Big data in healthcare is about more than just improving hospital workflows and creating electronic medical records (EMR). It has the power to reshape all aspects of medicine, from basic research to diagnostics. Promising new treatments are being developed by analyzing patient data and tracking specific patient populations over time. Combined with the potential for EMR data to aide in personalized diagnoses, treatments, and care, big data is creating a new era of breakthroughs that benefit more conditions and segments of patients than ever before.
Big Data, Smaller Targets
Lung cancer is a devastating disease, and while its contributing risk factors are often environmental and behavioral, a certain population of lung cancer patients don't carry any of these typical risk factors. Instead, what they share is a mutation in their ALK gene.
Pfizer, using predictive analytics from data generated by genomics, clinical trials, and anonymous EMR data was able to develop a drug that worked for lung cancer patients with ALK gene mutations. Without the analytics, the effectiveness of the drug for ALK mutation patients might have been obscured by its ineffectiveness for the general population of lung cancer patients. The drug's effect on ALK mutation patients might have been lost, its overall effectiveness for treating lung cancer dismissed, and its approval by the FDA denied.

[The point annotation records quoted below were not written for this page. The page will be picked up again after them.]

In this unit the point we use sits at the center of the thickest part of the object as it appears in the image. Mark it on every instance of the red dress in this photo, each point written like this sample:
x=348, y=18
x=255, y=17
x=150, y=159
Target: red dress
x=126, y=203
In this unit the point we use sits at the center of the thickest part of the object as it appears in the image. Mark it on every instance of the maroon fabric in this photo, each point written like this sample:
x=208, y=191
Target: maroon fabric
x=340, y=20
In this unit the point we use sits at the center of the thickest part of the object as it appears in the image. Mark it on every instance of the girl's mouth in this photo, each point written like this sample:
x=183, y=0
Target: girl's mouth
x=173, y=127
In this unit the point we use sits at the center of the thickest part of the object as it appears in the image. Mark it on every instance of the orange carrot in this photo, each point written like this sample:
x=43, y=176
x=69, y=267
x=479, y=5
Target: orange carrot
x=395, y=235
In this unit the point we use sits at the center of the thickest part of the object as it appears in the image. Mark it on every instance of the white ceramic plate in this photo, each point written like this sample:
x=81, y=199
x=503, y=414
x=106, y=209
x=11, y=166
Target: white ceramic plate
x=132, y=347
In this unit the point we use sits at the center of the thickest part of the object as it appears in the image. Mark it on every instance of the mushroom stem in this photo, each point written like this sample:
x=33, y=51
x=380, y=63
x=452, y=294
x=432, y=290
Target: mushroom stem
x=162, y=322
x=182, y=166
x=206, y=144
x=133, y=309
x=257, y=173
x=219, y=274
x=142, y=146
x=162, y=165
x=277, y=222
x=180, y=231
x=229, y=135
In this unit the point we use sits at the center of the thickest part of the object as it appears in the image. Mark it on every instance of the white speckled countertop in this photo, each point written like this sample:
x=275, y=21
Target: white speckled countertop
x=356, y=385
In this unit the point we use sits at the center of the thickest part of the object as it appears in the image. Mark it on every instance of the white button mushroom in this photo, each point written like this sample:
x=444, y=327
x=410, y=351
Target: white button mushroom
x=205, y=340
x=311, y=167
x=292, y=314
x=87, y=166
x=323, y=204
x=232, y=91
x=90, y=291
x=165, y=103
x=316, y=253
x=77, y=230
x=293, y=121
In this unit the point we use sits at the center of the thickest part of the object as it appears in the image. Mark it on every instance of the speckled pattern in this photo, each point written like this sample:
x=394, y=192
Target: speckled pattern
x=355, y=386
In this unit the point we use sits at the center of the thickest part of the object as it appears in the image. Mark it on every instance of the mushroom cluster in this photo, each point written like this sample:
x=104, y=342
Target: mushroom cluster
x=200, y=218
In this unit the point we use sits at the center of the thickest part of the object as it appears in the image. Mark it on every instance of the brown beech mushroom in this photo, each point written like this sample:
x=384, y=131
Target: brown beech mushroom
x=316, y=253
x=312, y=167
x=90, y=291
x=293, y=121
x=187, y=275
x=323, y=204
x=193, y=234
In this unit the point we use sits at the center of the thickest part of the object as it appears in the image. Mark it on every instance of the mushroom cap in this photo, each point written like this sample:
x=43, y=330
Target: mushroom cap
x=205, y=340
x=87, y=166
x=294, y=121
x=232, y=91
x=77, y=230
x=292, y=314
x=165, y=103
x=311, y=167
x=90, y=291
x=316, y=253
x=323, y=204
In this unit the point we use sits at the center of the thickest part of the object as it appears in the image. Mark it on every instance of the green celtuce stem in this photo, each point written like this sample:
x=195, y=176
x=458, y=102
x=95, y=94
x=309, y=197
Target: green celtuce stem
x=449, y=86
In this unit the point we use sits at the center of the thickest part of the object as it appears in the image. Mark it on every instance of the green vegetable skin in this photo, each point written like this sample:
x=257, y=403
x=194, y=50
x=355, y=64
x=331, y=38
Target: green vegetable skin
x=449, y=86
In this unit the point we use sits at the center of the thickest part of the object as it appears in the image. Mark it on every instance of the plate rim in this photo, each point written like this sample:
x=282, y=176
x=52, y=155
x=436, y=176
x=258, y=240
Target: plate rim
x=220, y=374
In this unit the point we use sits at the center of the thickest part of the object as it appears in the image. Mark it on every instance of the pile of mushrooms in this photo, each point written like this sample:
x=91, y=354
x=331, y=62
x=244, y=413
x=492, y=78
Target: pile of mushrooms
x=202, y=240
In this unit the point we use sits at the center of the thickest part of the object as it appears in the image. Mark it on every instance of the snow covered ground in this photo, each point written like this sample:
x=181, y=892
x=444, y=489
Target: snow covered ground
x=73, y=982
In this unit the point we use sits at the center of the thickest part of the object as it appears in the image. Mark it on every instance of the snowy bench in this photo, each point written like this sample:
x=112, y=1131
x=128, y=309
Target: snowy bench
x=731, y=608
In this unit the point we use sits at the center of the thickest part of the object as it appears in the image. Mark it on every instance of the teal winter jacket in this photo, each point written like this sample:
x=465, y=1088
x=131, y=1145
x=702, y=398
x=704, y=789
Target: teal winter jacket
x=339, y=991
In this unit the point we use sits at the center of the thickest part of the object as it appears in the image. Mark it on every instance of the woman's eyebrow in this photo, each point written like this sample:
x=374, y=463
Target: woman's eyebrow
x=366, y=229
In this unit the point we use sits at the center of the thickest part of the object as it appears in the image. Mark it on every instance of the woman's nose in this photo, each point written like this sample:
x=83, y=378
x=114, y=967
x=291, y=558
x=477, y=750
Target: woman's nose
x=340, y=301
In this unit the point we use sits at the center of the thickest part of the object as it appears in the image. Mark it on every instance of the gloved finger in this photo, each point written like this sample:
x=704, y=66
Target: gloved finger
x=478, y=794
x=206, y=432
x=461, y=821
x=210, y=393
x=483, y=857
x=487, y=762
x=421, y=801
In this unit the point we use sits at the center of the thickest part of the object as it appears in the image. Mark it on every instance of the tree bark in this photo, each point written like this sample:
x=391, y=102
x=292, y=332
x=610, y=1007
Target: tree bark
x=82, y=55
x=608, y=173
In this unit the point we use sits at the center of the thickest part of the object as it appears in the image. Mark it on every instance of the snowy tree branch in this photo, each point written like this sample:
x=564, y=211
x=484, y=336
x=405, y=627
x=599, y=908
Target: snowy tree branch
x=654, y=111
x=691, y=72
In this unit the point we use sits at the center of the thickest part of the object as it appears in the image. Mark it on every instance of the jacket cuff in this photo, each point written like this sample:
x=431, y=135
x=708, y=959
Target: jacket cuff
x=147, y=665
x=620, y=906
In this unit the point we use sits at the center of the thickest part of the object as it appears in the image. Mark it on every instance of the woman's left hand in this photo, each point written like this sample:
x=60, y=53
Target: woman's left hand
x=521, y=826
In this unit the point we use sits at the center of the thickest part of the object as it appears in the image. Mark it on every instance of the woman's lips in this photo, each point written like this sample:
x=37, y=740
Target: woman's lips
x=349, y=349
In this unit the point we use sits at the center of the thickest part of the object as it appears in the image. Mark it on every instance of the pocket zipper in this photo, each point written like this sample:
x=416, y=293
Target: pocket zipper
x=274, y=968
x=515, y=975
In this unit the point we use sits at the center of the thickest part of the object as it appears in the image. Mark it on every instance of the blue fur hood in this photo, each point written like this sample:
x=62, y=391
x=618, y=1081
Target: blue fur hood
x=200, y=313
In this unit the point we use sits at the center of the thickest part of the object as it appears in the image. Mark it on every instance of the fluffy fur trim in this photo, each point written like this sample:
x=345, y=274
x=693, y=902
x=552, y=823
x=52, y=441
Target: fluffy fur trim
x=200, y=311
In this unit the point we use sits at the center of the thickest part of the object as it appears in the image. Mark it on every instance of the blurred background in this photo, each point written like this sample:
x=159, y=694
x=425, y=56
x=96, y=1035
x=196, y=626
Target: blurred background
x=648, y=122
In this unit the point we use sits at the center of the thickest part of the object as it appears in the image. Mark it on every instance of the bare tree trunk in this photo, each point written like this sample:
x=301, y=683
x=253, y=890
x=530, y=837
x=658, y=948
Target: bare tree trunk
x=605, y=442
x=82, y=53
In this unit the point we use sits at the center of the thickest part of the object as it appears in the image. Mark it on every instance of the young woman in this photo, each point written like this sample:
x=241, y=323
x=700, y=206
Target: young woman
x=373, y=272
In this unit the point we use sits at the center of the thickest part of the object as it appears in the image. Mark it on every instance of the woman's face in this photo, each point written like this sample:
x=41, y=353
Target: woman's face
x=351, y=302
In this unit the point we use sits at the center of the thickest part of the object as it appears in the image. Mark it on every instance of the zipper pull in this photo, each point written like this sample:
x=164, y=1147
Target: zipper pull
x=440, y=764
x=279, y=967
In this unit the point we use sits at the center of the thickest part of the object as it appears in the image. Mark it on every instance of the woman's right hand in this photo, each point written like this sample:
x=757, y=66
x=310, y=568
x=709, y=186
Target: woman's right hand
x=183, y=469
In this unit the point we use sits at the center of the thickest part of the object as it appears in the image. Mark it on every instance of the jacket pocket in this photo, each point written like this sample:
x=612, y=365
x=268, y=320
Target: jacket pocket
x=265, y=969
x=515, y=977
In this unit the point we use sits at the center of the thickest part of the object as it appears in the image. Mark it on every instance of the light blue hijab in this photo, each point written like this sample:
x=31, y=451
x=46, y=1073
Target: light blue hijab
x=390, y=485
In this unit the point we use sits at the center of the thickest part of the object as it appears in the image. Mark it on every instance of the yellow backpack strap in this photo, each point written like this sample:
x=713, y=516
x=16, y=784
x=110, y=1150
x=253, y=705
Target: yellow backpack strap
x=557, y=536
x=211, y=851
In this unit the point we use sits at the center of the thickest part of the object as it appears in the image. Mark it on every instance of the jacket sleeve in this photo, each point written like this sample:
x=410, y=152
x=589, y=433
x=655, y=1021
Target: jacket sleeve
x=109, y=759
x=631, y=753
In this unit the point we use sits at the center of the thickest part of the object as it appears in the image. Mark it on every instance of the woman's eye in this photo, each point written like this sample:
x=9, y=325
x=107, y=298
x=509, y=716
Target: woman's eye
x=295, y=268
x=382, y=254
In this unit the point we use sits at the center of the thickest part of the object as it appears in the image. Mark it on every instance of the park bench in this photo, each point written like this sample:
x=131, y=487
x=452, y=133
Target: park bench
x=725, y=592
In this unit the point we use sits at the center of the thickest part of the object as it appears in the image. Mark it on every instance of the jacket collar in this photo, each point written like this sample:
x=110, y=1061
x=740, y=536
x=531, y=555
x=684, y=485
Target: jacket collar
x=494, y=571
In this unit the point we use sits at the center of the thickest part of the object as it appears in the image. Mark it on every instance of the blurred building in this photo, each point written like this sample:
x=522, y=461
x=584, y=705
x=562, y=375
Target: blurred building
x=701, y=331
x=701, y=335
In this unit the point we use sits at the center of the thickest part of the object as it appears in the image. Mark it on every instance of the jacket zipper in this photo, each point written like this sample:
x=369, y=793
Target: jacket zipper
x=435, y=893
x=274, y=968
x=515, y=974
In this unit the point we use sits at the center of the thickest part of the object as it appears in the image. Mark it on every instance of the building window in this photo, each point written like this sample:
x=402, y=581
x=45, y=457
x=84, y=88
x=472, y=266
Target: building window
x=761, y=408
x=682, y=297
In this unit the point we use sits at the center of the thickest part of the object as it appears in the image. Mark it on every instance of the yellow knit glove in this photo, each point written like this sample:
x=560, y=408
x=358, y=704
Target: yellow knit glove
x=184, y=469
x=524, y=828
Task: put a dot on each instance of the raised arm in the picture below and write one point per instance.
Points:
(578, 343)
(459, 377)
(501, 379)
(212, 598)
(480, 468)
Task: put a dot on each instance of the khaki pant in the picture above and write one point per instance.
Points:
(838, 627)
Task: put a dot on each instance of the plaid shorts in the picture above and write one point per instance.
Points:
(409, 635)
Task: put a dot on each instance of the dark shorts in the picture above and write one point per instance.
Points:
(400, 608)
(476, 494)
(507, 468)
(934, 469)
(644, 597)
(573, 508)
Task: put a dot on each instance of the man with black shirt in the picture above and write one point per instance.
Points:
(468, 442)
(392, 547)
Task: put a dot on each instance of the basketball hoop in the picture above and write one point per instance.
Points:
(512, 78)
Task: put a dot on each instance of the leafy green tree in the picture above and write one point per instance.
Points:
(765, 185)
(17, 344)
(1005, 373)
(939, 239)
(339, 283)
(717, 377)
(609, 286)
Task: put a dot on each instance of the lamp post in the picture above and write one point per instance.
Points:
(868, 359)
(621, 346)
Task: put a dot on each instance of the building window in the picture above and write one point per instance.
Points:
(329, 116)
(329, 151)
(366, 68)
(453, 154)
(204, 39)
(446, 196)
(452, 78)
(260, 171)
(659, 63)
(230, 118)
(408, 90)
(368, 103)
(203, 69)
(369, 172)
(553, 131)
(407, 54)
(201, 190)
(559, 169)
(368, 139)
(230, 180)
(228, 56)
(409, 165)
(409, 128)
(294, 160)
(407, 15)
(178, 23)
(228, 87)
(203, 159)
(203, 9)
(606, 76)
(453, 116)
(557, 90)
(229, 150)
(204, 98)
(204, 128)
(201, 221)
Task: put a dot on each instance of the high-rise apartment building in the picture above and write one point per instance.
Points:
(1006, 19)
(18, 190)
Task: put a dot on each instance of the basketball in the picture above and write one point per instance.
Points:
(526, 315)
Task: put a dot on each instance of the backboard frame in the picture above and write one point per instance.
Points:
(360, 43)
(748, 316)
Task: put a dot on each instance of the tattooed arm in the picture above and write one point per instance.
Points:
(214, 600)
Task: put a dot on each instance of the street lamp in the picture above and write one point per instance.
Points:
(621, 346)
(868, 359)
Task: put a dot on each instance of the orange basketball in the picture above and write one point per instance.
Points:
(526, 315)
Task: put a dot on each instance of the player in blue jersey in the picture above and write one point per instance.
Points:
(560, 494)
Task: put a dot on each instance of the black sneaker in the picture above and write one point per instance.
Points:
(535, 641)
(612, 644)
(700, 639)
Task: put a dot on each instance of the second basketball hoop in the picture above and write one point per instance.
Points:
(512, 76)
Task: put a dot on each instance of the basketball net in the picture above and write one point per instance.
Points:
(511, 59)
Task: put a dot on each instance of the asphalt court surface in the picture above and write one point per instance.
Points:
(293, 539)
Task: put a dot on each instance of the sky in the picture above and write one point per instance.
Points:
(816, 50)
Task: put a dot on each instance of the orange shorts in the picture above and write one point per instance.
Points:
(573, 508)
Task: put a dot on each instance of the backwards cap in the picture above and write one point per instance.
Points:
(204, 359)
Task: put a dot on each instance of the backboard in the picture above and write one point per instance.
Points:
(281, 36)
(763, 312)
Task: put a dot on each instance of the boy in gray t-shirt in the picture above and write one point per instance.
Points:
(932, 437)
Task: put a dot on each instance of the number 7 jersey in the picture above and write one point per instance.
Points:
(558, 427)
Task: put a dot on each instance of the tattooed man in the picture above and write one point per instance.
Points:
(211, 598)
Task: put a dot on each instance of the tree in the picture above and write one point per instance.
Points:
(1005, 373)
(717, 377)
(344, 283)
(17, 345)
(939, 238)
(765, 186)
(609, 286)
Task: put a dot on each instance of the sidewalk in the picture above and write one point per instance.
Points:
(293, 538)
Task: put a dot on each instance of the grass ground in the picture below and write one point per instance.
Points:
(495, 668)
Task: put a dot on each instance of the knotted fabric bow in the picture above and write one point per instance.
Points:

The implication for treatments is huge. Big data can aide basic research by finding patterns among trials, identifying non-obvious connections between patients, illnesses, and treatments, and by targeting specific populations and diseases for significance out of apparent noise. In fields like medicine where statistics play a critical role in guiding action, big data analytics can add new dimensionality and quantification to ambiguous situations.
Making It Personal
Targeted medical research through analytics is part of a larger ongoing trend in medicine - personalized healthcare. Personalized healthcare incorporates genetics and genomics into treating individuals for illnesses and maintaining overall healthiness. Because of the sheer number of variables involved in medicine, including individual differences that affect not only how a disease progresses but how a person responds to specific treatments, the more doctors can tailor treatment for individuals, the better the results.
Prior to the wide availability of big data analytics, personalized medicine was far more difficult, since analyzing genetics and genomics across populations involved unwieldy amounts of data. Now, analytics can reveal unknown disease factors by incorporating clinical data with genetic profiles and tissue morphology. Correlations between multiple sources can weigh in on the effectiveness of drugs and foster individual treatments and health plans for patients. Diagnostic medicine also benefits from not only having more information available during a diagnosis, but also having a way to ascribe relevance and importance to each piece of information given a specific situation. More hard facts means reduced ambiguity, fewer chances for misinterpretation, and fewer repeated tests to undergo for patients.
With intelligent MRI machines and cloud-based health platforms alone, big data has shown transformative potential for the healthcare industry. Now, with basic research and personalized treatment benefitting from mining patient data, all of medicine stands to benefit in ways that were previously impossible. If widely embraced, big data stands to become one of the greatest breakthroughs in medicine since penicillin.